Ces travaux m'ont amenée à avoir une vision de la transition énergétique qui ne peut être proposée en tant que modèle unique. À titre d'exemple, pour des raisons essentiellement d'indépendance énergétique et d'importation de gaz de pays très éloignés, la transition énergétique en Italie a commencé bien avant les préoccupations contenues dans la directive de 2008.

Au moment où les énergies renouvelables ont investi ces marchés, l'Italie était déjà prête à les recevoir. Elle avait investi depuis de nombreuses années dans l'intégration des énergies renouvelables, notamment en étudiant le potentiel renouvelable, à la fois éolien et solaire. C'est ainsi que, depuis 2014, l'Italie a atteint – il est rare de pouvoir dire que l'Italie est « un bon élève » – les objectifs qui figuraient dans la directive de 2020. Aujourd'hui, se pose la question d'aller au-delà des objectifs de 32 %, qui sont ceux actuellement prescrits par la nouvelle directive. L'Italie marque une volonté forte d'intégrer les renouvelables dans le mix énergétique d'un pays qui est essentiellement consommateur de gaz. Sa consommation est très pauvre en matières fossiles. Il consomme du charbon en faible proportion.

Par ailleurs, l'électricité en Italie présente une particularité par rapport à la France s'agissant des prix. Je consacrerai le temps qui me reste à cette question pertinente et utile à nos réflexions.

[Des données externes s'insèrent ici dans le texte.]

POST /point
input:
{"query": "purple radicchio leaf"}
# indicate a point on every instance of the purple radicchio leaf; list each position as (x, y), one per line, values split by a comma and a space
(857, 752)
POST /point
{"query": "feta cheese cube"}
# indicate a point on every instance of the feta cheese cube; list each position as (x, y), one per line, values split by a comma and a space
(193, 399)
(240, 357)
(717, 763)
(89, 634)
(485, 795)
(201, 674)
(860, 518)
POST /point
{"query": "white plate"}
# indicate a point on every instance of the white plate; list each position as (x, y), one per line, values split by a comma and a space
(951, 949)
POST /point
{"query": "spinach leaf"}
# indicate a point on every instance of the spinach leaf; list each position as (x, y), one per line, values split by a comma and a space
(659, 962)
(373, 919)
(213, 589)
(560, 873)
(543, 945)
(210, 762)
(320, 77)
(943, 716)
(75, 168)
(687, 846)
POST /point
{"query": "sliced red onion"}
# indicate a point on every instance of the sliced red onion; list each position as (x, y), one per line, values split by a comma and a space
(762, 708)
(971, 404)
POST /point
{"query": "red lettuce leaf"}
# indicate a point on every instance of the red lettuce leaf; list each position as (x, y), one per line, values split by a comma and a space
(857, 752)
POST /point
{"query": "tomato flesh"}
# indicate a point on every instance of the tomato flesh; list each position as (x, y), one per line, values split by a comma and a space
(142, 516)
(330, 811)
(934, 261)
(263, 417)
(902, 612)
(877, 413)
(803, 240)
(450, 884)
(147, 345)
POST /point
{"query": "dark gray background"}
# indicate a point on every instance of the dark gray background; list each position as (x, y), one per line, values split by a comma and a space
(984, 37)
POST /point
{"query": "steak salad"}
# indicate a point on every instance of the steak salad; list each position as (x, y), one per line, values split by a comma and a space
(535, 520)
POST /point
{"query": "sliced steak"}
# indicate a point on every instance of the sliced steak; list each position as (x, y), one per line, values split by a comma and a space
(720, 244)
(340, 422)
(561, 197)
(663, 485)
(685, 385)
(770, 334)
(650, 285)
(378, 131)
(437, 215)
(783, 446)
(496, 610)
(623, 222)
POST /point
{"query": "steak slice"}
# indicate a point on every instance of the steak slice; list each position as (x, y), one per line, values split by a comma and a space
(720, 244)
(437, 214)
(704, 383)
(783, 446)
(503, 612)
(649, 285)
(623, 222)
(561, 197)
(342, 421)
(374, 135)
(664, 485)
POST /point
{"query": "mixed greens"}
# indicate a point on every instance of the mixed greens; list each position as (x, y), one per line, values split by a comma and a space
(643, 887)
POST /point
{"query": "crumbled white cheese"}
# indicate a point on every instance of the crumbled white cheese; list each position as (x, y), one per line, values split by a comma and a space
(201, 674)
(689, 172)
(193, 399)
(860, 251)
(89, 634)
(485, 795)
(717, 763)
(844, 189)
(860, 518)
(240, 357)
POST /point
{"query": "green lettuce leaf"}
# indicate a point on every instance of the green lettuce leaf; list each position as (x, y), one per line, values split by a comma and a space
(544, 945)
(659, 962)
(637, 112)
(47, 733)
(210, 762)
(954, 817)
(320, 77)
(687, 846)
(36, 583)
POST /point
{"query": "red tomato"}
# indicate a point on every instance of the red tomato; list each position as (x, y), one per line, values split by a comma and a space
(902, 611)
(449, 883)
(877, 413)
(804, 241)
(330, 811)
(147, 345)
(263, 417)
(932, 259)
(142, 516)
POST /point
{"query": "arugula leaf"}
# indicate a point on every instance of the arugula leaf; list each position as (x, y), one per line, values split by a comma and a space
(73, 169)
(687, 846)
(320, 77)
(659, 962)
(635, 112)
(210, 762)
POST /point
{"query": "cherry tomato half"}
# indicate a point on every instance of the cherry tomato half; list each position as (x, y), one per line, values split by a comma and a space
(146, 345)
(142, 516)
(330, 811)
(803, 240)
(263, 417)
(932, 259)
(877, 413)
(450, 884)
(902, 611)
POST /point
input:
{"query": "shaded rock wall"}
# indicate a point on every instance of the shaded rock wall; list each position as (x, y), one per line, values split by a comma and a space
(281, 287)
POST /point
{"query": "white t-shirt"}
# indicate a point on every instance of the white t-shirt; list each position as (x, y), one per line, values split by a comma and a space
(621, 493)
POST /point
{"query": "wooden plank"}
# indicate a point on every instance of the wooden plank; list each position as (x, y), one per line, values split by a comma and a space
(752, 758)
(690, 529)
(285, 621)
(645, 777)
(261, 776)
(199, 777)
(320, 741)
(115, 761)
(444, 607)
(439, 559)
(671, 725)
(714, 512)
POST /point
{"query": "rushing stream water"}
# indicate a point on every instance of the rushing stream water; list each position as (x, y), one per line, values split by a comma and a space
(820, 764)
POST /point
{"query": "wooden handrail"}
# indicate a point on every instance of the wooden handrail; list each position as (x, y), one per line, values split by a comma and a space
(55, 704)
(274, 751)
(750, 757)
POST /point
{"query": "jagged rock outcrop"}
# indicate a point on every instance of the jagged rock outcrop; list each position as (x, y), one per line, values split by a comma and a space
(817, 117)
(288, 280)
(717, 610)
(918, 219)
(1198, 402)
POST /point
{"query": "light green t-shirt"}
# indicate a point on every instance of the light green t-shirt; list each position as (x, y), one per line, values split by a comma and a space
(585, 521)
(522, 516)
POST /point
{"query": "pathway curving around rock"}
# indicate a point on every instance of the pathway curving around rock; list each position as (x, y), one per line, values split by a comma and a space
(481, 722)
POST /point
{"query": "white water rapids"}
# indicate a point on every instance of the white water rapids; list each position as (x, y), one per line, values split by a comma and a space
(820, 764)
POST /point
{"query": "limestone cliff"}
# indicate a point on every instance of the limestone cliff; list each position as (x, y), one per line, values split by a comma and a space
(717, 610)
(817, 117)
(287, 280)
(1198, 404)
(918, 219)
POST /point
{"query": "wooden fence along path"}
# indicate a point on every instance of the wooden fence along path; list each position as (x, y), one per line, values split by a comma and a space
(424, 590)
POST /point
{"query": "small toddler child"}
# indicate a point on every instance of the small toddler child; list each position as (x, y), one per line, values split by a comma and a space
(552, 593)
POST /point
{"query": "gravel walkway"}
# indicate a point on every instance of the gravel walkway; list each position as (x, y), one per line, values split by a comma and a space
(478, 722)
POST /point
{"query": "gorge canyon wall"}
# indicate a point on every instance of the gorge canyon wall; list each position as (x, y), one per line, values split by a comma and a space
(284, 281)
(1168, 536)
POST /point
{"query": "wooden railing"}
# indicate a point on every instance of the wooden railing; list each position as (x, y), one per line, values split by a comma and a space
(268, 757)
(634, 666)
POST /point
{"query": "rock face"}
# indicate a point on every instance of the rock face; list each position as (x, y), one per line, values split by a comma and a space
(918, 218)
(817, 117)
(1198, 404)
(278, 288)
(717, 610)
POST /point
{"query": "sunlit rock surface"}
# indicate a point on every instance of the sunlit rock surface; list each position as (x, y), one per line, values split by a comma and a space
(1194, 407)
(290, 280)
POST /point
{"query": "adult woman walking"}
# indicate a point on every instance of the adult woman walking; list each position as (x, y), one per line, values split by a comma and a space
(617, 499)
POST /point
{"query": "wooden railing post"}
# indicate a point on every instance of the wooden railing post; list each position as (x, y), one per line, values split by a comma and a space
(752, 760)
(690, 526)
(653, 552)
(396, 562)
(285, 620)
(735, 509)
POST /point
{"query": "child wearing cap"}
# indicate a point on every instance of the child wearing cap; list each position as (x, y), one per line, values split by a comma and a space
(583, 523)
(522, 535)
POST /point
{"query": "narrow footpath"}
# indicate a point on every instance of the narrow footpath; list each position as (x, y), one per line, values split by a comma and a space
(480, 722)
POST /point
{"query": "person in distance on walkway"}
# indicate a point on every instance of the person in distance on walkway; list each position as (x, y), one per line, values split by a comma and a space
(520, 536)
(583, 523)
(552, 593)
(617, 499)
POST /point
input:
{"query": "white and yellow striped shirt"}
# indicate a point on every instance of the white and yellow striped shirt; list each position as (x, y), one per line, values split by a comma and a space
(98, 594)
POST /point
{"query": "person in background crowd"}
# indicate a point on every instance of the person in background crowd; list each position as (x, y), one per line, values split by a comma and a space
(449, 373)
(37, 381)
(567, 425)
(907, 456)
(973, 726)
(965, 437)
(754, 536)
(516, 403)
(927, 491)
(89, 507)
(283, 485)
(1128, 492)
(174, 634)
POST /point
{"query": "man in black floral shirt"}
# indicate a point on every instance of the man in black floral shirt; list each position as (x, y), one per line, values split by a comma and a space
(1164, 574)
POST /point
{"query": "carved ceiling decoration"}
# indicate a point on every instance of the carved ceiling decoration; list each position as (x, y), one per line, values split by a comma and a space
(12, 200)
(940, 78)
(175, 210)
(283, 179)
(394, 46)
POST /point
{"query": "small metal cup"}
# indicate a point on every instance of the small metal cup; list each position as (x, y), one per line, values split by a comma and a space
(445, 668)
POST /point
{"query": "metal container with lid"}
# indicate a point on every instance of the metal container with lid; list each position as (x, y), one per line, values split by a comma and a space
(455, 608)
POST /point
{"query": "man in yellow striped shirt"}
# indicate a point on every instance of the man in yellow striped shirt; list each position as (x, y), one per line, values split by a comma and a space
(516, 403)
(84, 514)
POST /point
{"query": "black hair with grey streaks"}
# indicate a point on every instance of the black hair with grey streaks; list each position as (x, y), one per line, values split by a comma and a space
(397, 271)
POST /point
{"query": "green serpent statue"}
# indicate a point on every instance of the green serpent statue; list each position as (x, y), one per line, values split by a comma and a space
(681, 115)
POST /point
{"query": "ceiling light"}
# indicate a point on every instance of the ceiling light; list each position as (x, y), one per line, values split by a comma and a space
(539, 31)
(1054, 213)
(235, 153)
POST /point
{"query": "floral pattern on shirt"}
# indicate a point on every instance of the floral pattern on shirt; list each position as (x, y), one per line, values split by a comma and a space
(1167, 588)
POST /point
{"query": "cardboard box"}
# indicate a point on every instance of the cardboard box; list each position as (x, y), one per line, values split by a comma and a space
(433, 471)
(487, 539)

Les énergies renouvelables portent leurs effets tout au long de la filière. Des coûts sont liés à l'investissement, d'autres sont liés, de façon plus subtile, à la modification du paysage énergétique en termes d'acteurs, d'autres encore au financement de ces investissements. La France a opéré une transition fiscale. L'Italie n'a pas utilisé de la même façon l'instrument fiscal.

Un deuxième effet se répercute en amont. Quel est l'apport de ces énergies dans les marchés de l'électricité ? L'Italie a bénéficié d'un avantage sous la forme d'une baisse des prix de l'électricité. En dix ans, en moyenne, les prix de l'électricité sont passés, sur les marchés amont, de 70 et 80 euros par mégawattheure (MWh) à moins de 30 euros aujourd'hui, s'alignant ainsi quasiment sur les prix français.

S'il faut évaluer les coûts et les avantages de l'intégration des énergies renouvelables, il convient de ne pas oublier d'évaluer les bénéfices en amont sur l'ensemble de la filière, aussi bien que les coûts pour les consommateurs en aval. Cette dernière question m'a intéressée. J'ai étudié les mécanismes de diffusion des énergies renouvelables au niveau du consommateur final, en me polarisant plus spécifiquement sur les marchés français et les petits consommateurs, et donc sur les incitations auprès de ces petits consommateurs, notamment résidentiels, à s'équiper de panneaux solaires. J'ai étudié plusieurs types de littérature, non pas seulement économique mais également sociologique, qui révèlent qu'un consommateur français qui s'équipe de panneaux solaires ne le fait pas pour obtenir uniquement un gain, y compris futur, sur sa facture d'électricité actuelle, mais aussi parce qu'un fournisseur aura réussi à le convaincre qu'il s'agit d'un investissement intéressant et parce qu'il est animé d'une conscience verte.